Магдебург — высокие башни, зубчатые стены, узкие улицы и рядом — прокопченные заводские переулки. Это был город рабочих, а сейчас — город безработных, большой город нищих, отчаявшихся людей, безмолвно ждущих своей участи.

Плауе, Бентин, Бург, Гальберштадт — чистенькие, поблекшие, захудалые городки; угловатые подростки на углах улиц, молчаливые, угрюмые рабочие семьи у дверей домов; они смотрят неподвижно и сурово, в их взгляде — ожидание вопроса и желание на него ответить.

И всюду — на перекрестках, у ворот городских садов, на лесных опушках — всюду маленькие, окруженные острым, пугливым вниманием, группки людей в коричневой холщовой форме.

У них совсем военный вид. Но не боевой.

У них все признаки войск. Но эти войска — не из настоящих солдат. Это не солдаты. У них взгляд не солдатский. Насупленный, притаенный, почти больной взгляд.

На рукаве гитлеровские люди носят повязку со свастикой — рогатым фашистским крестом. Напоминают санитаров. Желтые, заразные, тифозные санитары.

Эти санитары убивают людей больше всего по воскресеньям. Первое фашистское воскресенье рабочие назвали кровавым. Теперь каждое воскресенье — кровавое. К вечеру в Берлине будут цифры — сколько сегодня убито за весь день по всей Германии.

Фашистский террор сближает и соединяет рабочих. Это не теория. Это практика сегодняшнего дня. У гроба убитого коммуниста социал-демократические рабочие ставят свой почетный караул. Они надевают значки единого фронта. Так — повсюду. Социал-демократические бонзы — в священном гневе. Эти дни могут привести миллионы рабочих в ряды единого фронта.

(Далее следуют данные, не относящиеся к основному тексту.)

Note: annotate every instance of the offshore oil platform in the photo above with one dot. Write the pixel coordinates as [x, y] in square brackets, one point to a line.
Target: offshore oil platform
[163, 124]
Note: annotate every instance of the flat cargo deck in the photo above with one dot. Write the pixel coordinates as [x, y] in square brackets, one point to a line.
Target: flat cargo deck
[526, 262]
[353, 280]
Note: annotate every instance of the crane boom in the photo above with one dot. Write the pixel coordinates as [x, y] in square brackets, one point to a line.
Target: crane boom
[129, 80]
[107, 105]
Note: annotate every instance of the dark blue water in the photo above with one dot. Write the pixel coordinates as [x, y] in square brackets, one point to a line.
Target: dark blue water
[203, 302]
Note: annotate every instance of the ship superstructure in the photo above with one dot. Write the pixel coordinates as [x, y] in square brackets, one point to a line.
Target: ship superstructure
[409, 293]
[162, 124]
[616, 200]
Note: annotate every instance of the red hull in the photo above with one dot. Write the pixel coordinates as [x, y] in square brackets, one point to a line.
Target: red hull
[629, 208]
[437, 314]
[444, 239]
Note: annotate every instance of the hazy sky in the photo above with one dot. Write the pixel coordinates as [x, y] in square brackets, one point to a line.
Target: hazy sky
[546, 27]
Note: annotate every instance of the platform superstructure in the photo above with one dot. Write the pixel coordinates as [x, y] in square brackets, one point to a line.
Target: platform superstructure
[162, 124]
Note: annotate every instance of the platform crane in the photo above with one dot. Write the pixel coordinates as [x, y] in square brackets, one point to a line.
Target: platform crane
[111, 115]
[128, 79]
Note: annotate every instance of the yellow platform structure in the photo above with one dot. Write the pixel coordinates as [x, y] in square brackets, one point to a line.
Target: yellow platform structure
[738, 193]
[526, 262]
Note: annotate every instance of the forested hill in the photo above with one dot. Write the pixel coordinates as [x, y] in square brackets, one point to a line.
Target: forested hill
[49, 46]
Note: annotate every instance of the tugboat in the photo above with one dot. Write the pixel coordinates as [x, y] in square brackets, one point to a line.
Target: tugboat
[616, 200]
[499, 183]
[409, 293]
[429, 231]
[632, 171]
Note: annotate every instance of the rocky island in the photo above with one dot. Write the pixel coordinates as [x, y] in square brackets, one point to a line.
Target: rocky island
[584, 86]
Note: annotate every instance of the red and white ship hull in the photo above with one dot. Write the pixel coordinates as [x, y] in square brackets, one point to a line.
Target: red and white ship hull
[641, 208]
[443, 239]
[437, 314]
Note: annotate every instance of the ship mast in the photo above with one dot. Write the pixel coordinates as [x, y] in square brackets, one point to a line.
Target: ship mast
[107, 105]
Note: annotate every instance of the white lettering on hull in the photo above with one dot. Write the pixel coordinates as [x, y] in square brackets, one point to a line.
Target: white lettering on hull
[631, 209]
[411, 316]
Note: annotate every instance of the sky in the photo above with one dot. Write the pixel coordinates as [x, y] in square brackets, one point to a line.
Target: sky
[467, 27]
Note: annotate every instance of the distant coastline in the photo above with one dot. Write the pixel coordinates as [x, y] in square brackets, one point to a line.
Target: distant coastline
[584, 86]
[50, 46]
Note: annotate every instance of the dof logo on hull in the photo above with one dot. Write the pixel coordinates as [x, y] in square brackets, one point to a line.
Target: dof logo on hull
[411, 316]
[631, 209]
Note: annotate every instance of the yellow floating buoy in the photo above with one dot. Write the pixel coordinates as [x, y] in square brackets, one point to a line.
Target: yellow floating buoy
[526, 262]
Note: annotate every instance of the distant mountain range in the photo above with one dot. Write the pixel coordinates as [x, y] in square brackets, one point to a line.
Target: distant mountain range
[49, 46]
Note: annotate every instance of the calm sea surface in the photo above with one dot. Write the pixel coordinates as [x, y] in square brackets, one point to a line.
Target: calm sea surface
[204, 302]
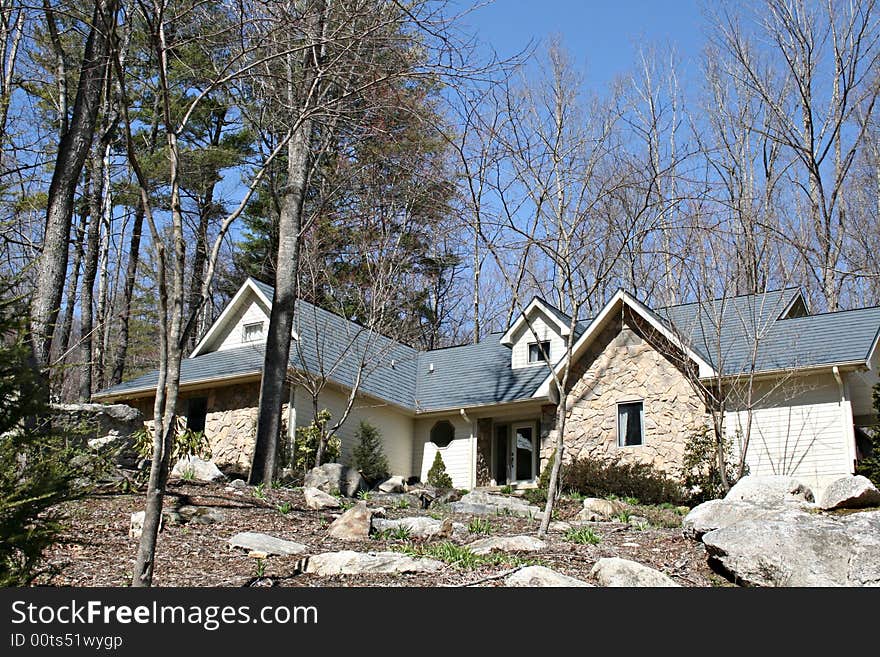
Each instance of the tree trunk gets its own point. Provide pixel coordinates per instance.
(70, 159)
(278, 336)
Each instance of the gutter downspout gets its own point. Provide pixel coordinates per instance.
(848, 427)
(472, 470)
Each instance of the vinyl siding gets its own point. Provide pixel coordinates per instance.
(249, 313)
(804, 429)
(458, 456)
(545, 331)
(395, 428)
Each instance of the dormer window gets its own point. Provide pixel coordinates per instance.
(539, 351)
(252, 332)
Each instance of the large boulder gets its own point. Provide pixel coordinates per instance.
(850, 492)
(368, 563)
(395, 484)
(793, 547)
(506, 544)
(317, 500)
(104, 427)
(336, 479)
(541, 576)
(353, 525)
(422, 527)
(612, 571)
(192, 467)
(716, 514)
(595, 509)
(265, 544)
(488, 504)
(769, 490)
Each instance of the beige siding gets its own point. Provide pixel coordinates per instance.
(802, 429)
(248, 313)
(395, 427)
(545, 330)
(458, 456)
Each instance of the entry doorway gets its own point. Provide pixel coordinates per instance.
(515, 453)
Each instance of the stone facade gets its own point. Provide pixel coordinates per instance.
(230, 422)
(620, 366)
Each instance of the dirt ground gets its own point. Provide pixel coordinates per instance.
(97, 551)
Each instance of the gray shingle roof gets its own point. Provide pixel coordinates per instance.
(720, 331)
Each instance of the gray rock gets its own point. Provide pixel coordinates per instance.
(506, 544)
(851, 492)
(201, 515)
(256, 542)
(353, 525)
(317, 499)
(393, 485)
(716, 514)
(792, 547)
(596, 509)
(335, 478)
(769, 491)
(541, 576)
(200, 469)
(363, 563)
(612, 571)
(422, 527)
(483, 503)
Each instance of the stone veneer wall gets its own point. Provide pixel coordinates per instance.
(230, 423)
(621, 366)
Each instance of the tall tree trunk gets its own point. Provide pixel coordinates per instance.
(278, 336)
(73, 150)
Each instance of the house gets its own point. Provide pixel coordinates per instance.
(795, 385)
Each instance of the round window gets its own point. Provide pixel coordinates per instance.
(442, 433)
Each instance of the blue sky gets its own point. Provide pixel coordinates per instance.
(602, 37)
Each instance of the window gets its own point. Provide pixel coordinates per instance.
(442, 433)
(252, 332)
(630, 424)
(539, 351)
(196, 413)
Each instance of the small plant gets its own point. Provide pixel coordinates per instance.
(583, 535)
(480, 526)
(437, 476)
(368, 456)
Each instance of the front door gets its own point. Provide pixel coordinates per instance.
(524, 452)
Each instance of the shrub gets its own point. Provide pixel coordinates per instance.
(594, 478)
(368, 456)
(437, 475)
(38, 468)
(702, 476)
(306, 440)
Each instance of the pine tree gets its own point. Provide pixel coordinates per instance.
(437, 476)
(368, 455)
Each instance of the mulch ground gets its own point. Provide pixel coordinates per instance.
(97, 551)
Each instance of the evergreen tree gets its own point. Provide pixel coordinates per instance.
(368, 455)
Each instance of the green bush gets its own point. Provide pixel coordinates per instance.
(702, 476)
(437, 475)
(306, 440)
(38, 468)
(594, 478)
(368, 456)
(869, 463)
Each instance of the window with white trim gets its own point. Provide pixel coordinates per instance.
(252, 332)
(539, 351)
(630, 424)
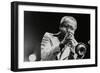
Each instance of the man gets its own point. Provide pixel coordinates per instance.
(60, 46)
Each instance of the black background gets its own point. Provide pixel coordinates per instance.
(37, 23)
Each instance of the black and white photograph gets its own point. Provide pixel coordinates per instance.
(53, 36)
(56, 36)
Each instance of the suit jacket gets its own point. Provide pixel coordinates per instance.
(50, 49)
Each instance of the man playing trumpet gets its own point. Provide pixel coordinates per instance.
(62, 45)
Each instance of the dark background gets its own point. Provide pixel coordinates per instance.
(37, 23)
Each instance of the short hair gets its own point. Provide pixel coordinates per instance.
(71, 21)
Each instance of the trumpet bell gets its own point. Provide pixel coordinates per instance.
(81, 50)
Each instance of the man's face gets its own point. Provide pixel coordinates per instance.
(66, 27)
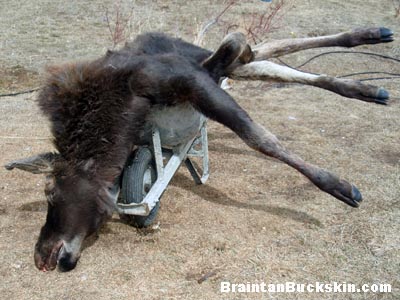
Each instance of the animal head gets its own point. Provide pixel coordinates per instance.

Но агитационная работа недостаточно сильна и непрерывна.

Коричневые громилы убивают не только рабочих. Много бомб взорвалось в дверях еврейских магазинов и контор. Озверелый антисемитизм, кровожадное хулиганство, какого не было в Германии почти сто лет. Еврейские религиозные общины, национальные организации протестовали против коричневых рубашек, печатали свои протесты в газетах.

Но вот двое людей в коричневой форме подъехали в автомобиле к подъезду ресторана Кемпинского — самого шикарного в Берлине. Владелец — еврей, владелец целого ресторанного треста, почтенное лицо в еврейской общине.

Швейцар отказался пропустить в зал людей, одетых в форму погромщиков. Он вежливо объяснил им, что боится взволновать сидящую в ресторане публику.

Штурмовики уехали, но по дороге позвонили хозяину, Кемпинскому, пожаловались. Один из гитлеровцев оказался бароном Медемом, начальником штурмового отряда.

Кемпинский извинился перед бароном. Он попросил его вернуться. Швейцара мгновенно сняли с работы и перевели в погреб — смотреть за ледником… Вот национальная солидарность буржуазии.